Metadata-Version: 2.1
Name: bibxml2
Version: 1.1.5
Summary: A simple converter of MARCXML/PICAXML to CSV/TSV/parquet
Home-page: https://github.com/hsci-r/bibxml2
License: MIT
Keywords: MARCXML,PICA XML,bibliographic data,data conversion
Author: Eetu Mäkelä
Author-email: eetu.makela@helsinki.fi
Requires-Python: >=3.10,<4.0
Classifier: License :: OSI Approved :: MIT License
Classifier: Programming Language :: Python :: 3
Classifier: Programming Language :: Python :: 3.10
Classifier: Programming Language :: Python :: 3.11
Classifier: Programming Language :: Python :: 3.12
Requires-Dist: click (>=8.2.1)
Requires-Dist: fsspec (>=2025.5.1,<2026.0.0)
Requires-Dist: hsciutil (>=0.1.2)
Requires-Dist: lxml (>=5.4.0)
Requires-Dist: pyarrow (>=20.0.0,<21.0.0)
Requires-Dist: s3fs (>=2025.5.1,<2026.0.0)
Requires-Dist: tqdm (>=4.67.1)
Project-URL: Repository, https://github.com/hsci-r/bibxml2
Description-Content-Type: text/markdown

# bibxml2

A simple converter of (possibly compressed) MARCXML/PICAXML to (possibly compressed) CSV/TSV/parquet.

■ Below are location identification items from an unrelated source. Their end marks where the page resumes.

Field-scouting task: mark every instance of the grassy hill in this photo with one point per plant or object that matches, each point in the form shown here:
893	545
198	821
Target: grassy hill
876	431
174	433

The resulting CSV/TSV/parquet has been designed to be easy to use as a data table, but also to retain all ordering informaation in the original when such is needed. The format is as follows:
`record_number,field_number,subfield_number,field_code,subfield_code,value`

Here, `record_number` identifies the MARC/PICA+ record, while `field_number` and `subfield_number` can be used for more exact filtering / reconstructing the original field structure/order if needed.

For MARC data fields, `ind1` and `ind2` values are reported as separate rows with the `subfield_code` being `i_1` or `i_2`, but only when non-empty.

## Installation

Install from pypi with e.g. `pipx install bibxml2`.

## Usage

```sh
Usage: marcxml2 [OPTIONS] [INPUT]...

  Convert from MARCXML (compressed) input files into (compressed) CSV/TSV/parquet

Options:
  -o, --output TEXT  Output CSV/TSV (compressed) / parquet file  [required]
  --help             Show this message and exit.
```

```sh
Usage: picaxml2csv [OPTIONS] [INPUT]...

  Convert from PICAXML (compressed) input files into (compressed) CSV/TSV/parquet

Options:
  -o, --output TEXT  Output CSV/TSV (compressed) / parquet file  [required]
  --help             Show this message and exit.
```

If the output file extension is `.parquet`, the output will be in parquet format, compressed with `zstd`, and with field typings maximally compatible with common R and Python ecosystems. Otherwise, compressed files will be read/written if the filename ends with an identifier recognised by fsspec. TSV format will be used if the output filename contains `.tsv`, otherwise CSV will be used.